Mentre si racconta, Luca prosegue con la realizzazione dell’impianto per fagioli usando le frasche di orniello e sanguinello disboscate in autunno. Ad arrampicarsi saranno le varietà rustiche dei Borlotti di Valcamonica, dei fagioli di Zazza, frazione di Malonno, e di Garda, frazione di Sonico, degli zolfini nani, nonché i grossi e saporiti ‘copafàm’ della varietà dei Phaseolus Coccineus, diffusi in tutto l’arco alpino grazie all’adattabilità ai climi freschi. I prodotti serviranno per l’autoconsumo e per la vendita delle eccedenze ai gruppi d’acquisto locali nonché ad amici e conoscenti desiderosi di cibarsi di cibo sano e locale. La fantasia, l’ironia e la creatività di Luca non mancano mai di stupire: al brano degli Who “Baba O’ Riley” è stato dedicato l’appellativo di una varietà di fagioli liguri che non aveva un nome! I semi vengono autoprodotti trattenendo quelli delle piante madri migliori del raccolto dell’annata precedente o ricevuti alle varie manifestazioni di mostra-scambio di sementi rustiche, tra cui “Ol baratì dèle homéhe” organizzato ogni anno a Costa Volpino (BG), che vede la partecipazione di un variegato numero di orticoltori di montagna. Grazie all’amicizia con Patrizio Mazzucchelli di Raethia Biodiversità Alpine di Teglio (vedi Dislivelli, maggio 2016), Luca coltiva anche alcune varietà rustiche montane di patate come la svizzera Parli, tutelata dalla Fondazione Pro Specie Rara.
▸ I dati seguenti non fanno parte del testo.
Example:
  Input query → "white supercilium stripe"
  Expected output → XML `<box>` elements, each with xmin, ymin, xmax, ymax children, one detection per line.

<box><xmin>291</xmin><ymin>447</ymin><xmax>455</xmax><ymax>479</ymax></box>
Oltre a lavorare il campo produttivo di Cerveno mantiene un legame particolare con l’orto di Montepiano, sopra Malegno, anch’esso avuto in uso dalla famiglia che ne è proprietaria e i cui figli non sono interessati a coltivare: un giardino selvaggio, al solivo, ottimo per i carciofi ma anche per le aromatiche, per i pomodori, e per osservare senza quasi alcun intervento i processi naturali di crescita, riproduzione e risemina degli ortaggi: “Mi piace vedere le piantine crescere, che siano un fiore, un ortaggio o un’aromatica. Mi piace osservare gli insetti impollinatori che succhiano il nettare delle mie piante”. Non c’è giorno in cui Luca, ancora all’alba, come racconta nel suo blog, prima di andare a lavorare nella cooperativa dove presta servizio la mattina non si rechi nei suoi orti anche semplicemente ad osservare la natura risvegliarsi e prendere vita: “La localizzazione di certe colture prende proprio origine dall’osservazione, come nel caso delle insalate o delle verdure a foglia che semino nelle zone più umide, dove la neve va via per ultima”.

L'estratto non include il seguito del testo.